Cardinal Wiseman (1802-65) seated at a dining table, but the platters (marked 'Territorial Titles' and 'Charitable Bequests') are being removed by the servants, prompted by a staff coming from one side. When Pope Pius IX set up a hierarchy of dioceses in England and Wales in 1850, the government responded with the 'Ecclesiastical Titles Act 1851', which prevented anyone outside the established ''United Church of England and Ireland'' to use any episcopal title ''of any city, town or place... in the United Kingdom''. Any property passed to a person under such a title would be forfeit to the Crown. 'Touchstone' was a satirist whose work was published by Thomas McLean in the early 1850s.

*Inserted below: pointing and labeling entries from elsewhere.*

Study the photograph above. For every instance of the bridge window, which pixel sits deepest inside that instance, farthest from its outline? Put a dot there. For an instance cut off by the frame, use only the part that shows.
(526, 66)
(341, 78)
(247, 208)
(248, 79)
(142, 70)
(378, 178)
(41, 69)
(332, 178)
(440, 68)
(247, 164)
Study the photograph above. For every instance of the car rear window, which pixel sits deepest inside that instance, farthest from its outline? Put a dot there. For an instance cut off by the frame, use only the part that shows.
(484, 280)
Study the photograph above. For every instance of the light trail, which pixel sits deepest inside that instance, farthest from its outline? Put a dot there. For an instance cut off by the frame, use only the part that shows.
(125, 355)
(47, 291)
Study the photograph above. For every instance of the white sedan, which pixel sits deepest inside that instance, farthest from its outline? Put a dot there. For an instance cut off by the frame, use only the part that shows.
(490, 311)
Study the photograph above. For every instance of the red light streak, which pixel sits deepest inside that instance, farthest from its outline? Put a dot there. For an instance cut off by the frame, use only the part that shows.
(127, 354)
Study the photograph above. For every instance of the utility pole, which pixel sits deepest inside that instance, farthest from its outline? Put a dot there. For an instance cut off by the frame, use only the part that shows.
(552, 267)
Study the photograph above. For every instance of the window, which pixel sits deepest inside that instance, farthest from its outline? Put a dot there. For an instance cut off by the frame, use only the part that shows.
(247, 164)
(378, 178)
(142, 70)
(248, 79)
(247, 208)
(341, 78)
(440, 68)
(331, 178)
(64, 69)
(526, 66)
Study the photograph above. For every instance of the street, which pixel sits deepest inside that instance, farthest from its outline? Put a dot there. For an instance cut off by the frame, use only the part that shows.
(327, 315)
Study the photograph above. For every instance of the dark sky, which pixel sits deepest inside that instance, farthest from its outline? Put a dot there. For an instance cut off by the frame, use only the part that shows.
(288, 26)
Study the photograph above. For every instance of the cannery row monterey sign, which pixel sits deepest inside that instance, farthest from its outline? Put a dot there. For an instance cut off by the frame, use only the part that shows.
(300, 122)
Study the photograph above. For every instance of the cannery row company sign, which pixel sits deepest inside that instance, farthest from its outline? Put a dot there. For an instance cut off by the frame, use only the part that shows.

The 'T' of Touchstone is a monogram of a jester's head with belled cap.
[Ref: 63986] £190.00
(£228.00 incl.VAT)
Rev.d. J. Witherspoon, DD. President of Princeton College, New Jersey, America.
Ridley & Blood, sculp._
[n.d.,c.1808.]
Stipple engraving. 115 x 80mm (4½ x 3¼"). Trimmed into plate and backed onto album paper.
Portrait of John Witherspoon (1723 - 1794), Scottish-American Presbyterian minister, educator, farmer, and a Founding Father of the United States. Witherspoon embraced the concepts of Scottish common sense realism, and while president of the College of New Jersey (1768-1794; now Princeton University) became an influential figure in the development of the United States' national character. Politically active, Witherspoon was a delegate from New Jersey to the Second Continental Congress and a signatory to the July 4, 1776, Declaration of Independence. He was the only active clergyman and the only college president to sign the Declaration. Later, he signed the Articles of Confederation and supported ratification of the Constitution of the United States.
[Ref: 64118] £75.00
(£90.00 incl.VAT)
[Sir Allen Young.] ["Alleno.'']
Ape [Carlo Pellegrini].
[Vanity Fair, 1877.]
Chromolithography, proof before letters. Image 310 x 180mm (12¼ x 7"), very large margins. Margins spotted.
Sir Allen William Young (1827-1915), master mariner and explorer best remembered for his role in Arctic exploration including the search for Sir John Franklin.